Abstract
Thrombus removal by manual thrombectomy improves coronary flow and myocardial perfusion after percutaneous coronary intervention (PCI) in ST-segment elevation myocardial infarction (STEMI); growing interest is on mechanical devices for thrombectomy which may allow a larger thrombus removal as compared to manual devices. We aimed to perform the first direct and adjusted indirect meta-analysis of studies on manual and mechanical thrombectomy in PCI for STEMI. Methods: The literature was scanned for direct and indirect randomized comparisons between manual and/or mechanical thrombectomy and/or placebo by formal searches of electronic databases from November 1994 to June 2013. Clinical and procedural endpoints were selected. Results: Three studies directly comparing (2 RCTs and 1 non-randomized; N = 513) and 21 RCTs (N = 4514) indirectly comparing the two strategies were included in the meta-analysis. The direct meta-analysis showed comparable rates of survival (p = 0.88), re-infarction (MI) (p = 0.84) and procedural outcomes between the two strategies; direct evidence was however limited in number of enrolled patients. The indirect meta-analysis showed a superior reduction in mortality with manual thrombectomy compared to mechanical thrombectomy in the overall analysis (p = 0.01); by excluding trials with low percentage of patients with intracoronary thrombus (< 50%) at baseline, the two strategies were comparable in survival, but mechanical thrombectomy was associated with a significant reduction in re-MI (p < 0.001) and stroke (p = 0.04).

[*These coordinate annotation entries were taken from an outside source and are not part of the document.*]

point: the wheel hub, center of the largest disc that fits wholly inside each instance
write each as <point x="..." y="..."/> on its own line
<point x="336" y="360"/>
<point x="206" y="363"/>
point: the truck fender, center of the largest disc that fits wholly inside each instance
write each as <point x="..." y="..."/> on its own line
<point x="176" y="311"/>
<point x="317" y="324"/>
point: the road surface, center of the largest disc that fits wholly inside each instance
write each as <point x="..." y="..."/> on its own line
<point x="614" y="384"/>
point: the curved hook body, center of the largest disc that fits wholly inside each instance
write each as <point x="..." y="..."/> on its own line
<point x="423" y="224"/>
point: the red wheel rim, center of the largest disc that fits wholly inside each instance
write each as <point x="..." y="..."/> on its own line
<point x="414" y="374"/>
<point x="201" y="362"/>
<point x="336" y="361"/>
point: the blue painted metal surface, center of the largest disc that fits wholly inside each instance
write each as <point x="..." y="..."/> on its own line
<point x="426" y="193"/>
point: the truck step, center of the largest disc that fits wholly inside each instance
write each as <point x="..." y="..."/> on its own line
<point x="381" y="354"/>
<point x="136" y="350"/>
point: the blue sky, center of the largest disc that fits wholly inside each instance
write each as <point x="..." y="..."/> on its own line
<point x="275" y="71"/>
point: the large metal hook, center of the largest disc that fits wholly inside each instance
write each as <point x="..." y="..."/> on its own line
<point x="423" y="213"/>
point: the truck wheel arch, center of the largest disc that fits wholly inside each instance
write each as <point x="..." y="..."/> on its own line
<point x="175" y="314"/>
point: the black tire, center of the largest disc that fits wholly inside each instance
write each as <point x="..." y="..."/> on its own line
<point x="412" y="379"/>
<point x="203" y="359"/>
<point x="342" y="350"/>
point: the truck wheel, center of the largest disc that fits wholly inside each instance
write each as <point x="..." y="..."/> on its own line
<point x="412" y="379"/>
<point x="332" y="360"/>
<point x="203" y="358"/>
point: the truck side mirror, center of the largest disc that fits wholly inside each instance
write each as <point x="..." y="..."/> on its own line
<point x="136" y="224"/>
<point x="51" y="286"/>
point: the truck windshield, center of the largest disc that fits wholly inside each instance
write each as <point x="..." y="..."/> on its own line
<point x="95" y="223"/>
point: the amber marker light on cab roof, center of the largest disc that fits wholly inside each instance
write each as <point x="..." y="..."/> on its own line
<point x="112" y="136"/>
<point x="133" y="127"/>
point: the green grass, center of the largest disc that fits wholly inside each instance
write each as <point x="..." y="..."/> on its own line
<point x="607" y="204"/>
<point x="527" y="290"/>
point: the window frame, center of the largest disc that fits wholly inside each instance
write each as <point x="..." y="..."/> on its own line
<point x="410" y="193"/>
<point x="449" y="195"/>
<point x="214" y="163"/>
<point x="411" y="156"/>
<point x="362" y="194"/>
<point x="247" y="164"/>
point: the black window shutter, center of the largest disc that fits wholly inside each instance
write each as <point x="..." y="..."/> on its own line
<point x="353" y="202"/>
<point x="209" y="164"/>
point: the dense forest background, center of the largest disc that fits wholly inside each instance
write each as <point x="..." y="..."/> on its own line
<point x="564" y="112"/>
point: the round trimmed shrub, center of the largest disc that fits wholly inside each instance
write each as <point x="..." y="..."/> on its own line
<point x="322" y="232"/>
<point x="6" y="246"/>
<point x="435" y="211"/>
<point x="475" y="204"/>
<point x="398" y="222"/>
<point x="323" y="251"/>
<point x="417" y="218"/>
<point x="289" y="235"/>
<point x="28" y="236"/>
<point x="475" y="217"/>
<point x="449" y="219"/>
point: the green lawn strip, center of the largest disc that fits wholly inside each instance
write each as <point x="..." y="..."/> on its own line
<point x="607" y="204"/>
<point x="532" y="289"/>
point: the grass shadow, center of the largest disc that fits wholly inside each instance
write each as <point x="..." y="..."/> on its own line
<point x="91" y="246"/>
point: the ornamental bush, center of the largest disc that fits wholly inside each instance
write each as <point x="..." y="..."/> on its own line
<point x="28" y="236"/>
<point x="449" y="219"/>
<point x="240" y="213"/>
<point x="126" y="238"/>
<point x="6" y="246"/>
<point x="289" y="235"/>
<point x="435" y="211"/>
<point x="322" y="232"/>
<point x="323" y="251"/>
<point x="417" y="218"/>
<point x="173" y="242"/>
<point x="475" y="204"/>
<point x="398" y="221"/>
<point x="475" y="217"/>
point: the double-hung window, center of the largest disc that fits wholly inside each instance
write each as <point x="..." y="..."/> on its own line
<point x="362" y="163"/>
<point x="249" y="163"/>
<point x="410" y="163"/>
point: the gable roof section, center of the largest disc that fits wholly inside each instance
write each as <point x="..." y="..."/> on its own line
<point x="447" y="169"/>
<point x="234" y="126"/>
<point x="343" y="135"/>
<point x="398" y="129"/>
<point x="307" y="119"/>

Conclusions: This meta-analysis lends support to mechanical thrombectomy in the population with high thrombus burden only where, compared to manual thrombectomy, it is likely to provide higher benefits
Keywords: Mechanical thrombectomy, manual thrombectomy, meta-analysis
Introduction
Primary percutaneous coronary intervention (PCI) remains the most effective treatment strategy for patients presenting with STEMI [1]; however, despite the efficacy in achieving epicardial reperfusion in STEMI, this strategy is often limited by distal atherothrombotic embolization, leading to a suboptimal reperfusion and resulting in unfavorable short and long-term outcomes [2,3]. In the last years thrombectomy has emerged as a useful tool to further enhance the benefit of reperfusion during primary PCI by preventing distal embolization of infarct-related thrombus. Various adjunctive thrombectomy devices have been developed allowing manual or mechanical removal of intracoronary thrombus. To date the evidence from randomized controlled trials (RCTs) directly comparing these two types of thrombectomy is however limited; in this regard, a direct and indirect inference on the data coming from the studies comparing these two strategies could significantly increase the understanding of their comparative efficacy. The aim of this report was therefore to perform a comprehensive direct and adjusted indirect meta-analysis of studies on manual vs mechanical thrombectomy during PCI for STEMI.
Methods
A search covering the period from November 1994 to June 2013 was conducted by two independent investigators (EPN and GT) using MEDLINE/CENTRAL and Google Scholar databases, and conference proceedings from the American College of Cardiology, American Heart Association, European Society of Cardiology, Transcatheter Cardiovascular Therapeutics and EuroPCR scientific sessions. The following keywords were applied: randomized trial, myocardial infarction, reperfusion, primary angioplasty, rescue angioplasty, thrombectomy, thrombus aspiration, manual thrombectomy, mechanical thrombectomy, rheolytic thrombectomy, Diver catheter, Pronto catheter, Export catheter, Thrombus Vacuum Aspiration Catheter, Angiojet, Rescue, and X-sizer. Inclusion criteria were: 1) studies (RCTs or non-randomized studies) comparing directly manual vs mechanical thrombectomy AND/OR RCTs separately investigating manual vs mechanical thrombectomy in PCI for STEMI; 2) availability of complete clinical data, whereas exclusion criteria were i) follow-up data in less than 90% of patients and ii) ongoing studies or irretrievable data. References of retrieved studies were searched manually for additional trials. No language restrictions were applied. Data were abstracted on pre-specified forms by two independent investigators, neither involved in any of the studies retrieved; divergences were resolved by discussion with a third investigator.
Outcomes measures
Clinical endpoints were mortality, re-infarction (MI) and stroke at 30-day follow-up for the indirect meta-analysis. The same endpoints with the available follow-up were used for the direct meta-analysis.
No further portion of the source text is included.